We discovered that the audio was done by the Miles Sound System (v2.14). Tried to get information, and failed. Then the author released that version to the public. Been looking at the code. Horrors. Lots of assembler, some binary-only drivers and DOS code with far pointers. I've just looked through the code, but it looks like being a long road.

Still, we have something to work from, and something is often better than nothing.


Long delays. Mostly because there are all sorts of things that I really don't want to say in a public, or semi-public forum. Hence a delay while I saved some stuff up.


Acceptable enough to keep me there, for now. If I can avoid enough interruptions to actually do the work, anyway. If I can't, well, it's all a bit of a waste of time, then, yes?

Making good on my promises to Dan and the Matts about reducing hours worked. Got it down to about 45 or so per week, which will probably have to do.


And now we are six, with conversions for the Mac underway, and a preliminarly exploration of BeOS requirements. Been churning through the code, being Pedantic-Guy(tm), adding consts and virtual keywords, and compiling with loads of warnings.

While it shouldn't really be important, we're advancing steadily towards Sourceforge's top-projects list, being the 45th this week, and 65th of 'all time'. Like I said, it shouldn't matter. But it does a bit. In that it is pleasing to the soul.

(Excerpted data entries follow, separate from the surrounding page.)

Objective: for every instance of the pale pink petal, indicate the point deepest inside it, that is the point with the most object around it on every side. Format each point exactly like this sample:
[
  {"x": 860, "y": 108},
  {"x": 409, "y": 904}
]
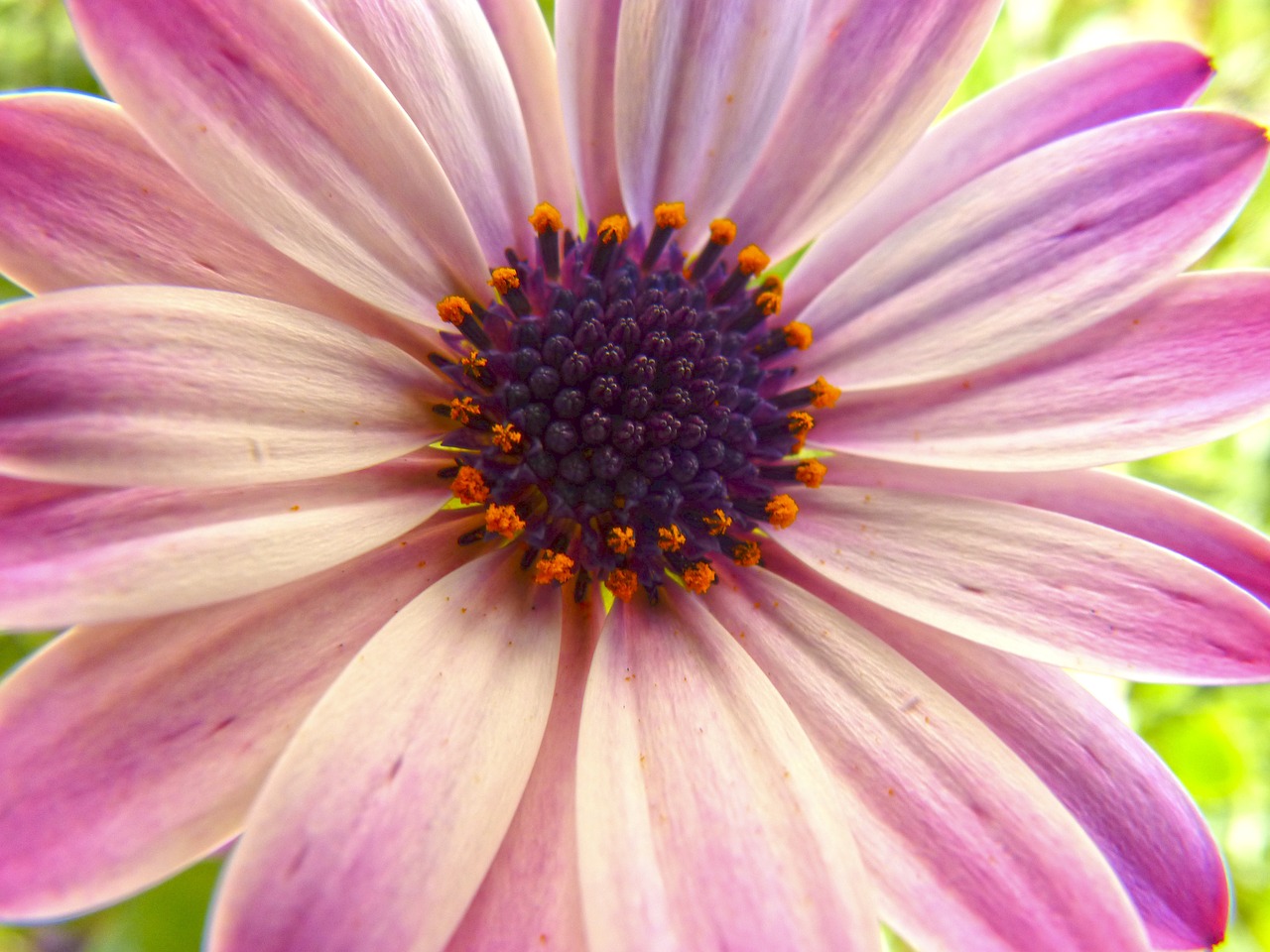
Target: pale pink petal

I wasn't even aware that g++ had -Weffc++ ... delightful!

More and more of the plot-critical things are being implemented. We're getting close to doing vehicles (wagons/ships) which were on the timetable for a while back, but they got pushed out by other things.

The pathfinders work very well most of the time now, and we can plug in pathfinding algorithms willy-nilly whenever we want to, with relative ease. It's even tempting to make them dynamic shared objects, but I can't find any good excuse for it. :) OO (when used properly (which is rarer than you might think, out in the industry) can be an unalloyed joy.

Next, some kind of integrated debugger for usecode. Hmmm.


Pneumonia and general illness. Pills, potions, powders. Cold weather.

Bonus points: Friends in the USA sent us two "Fog" snow-weight coats quite some time ago. I now have a good excuse to wear mine.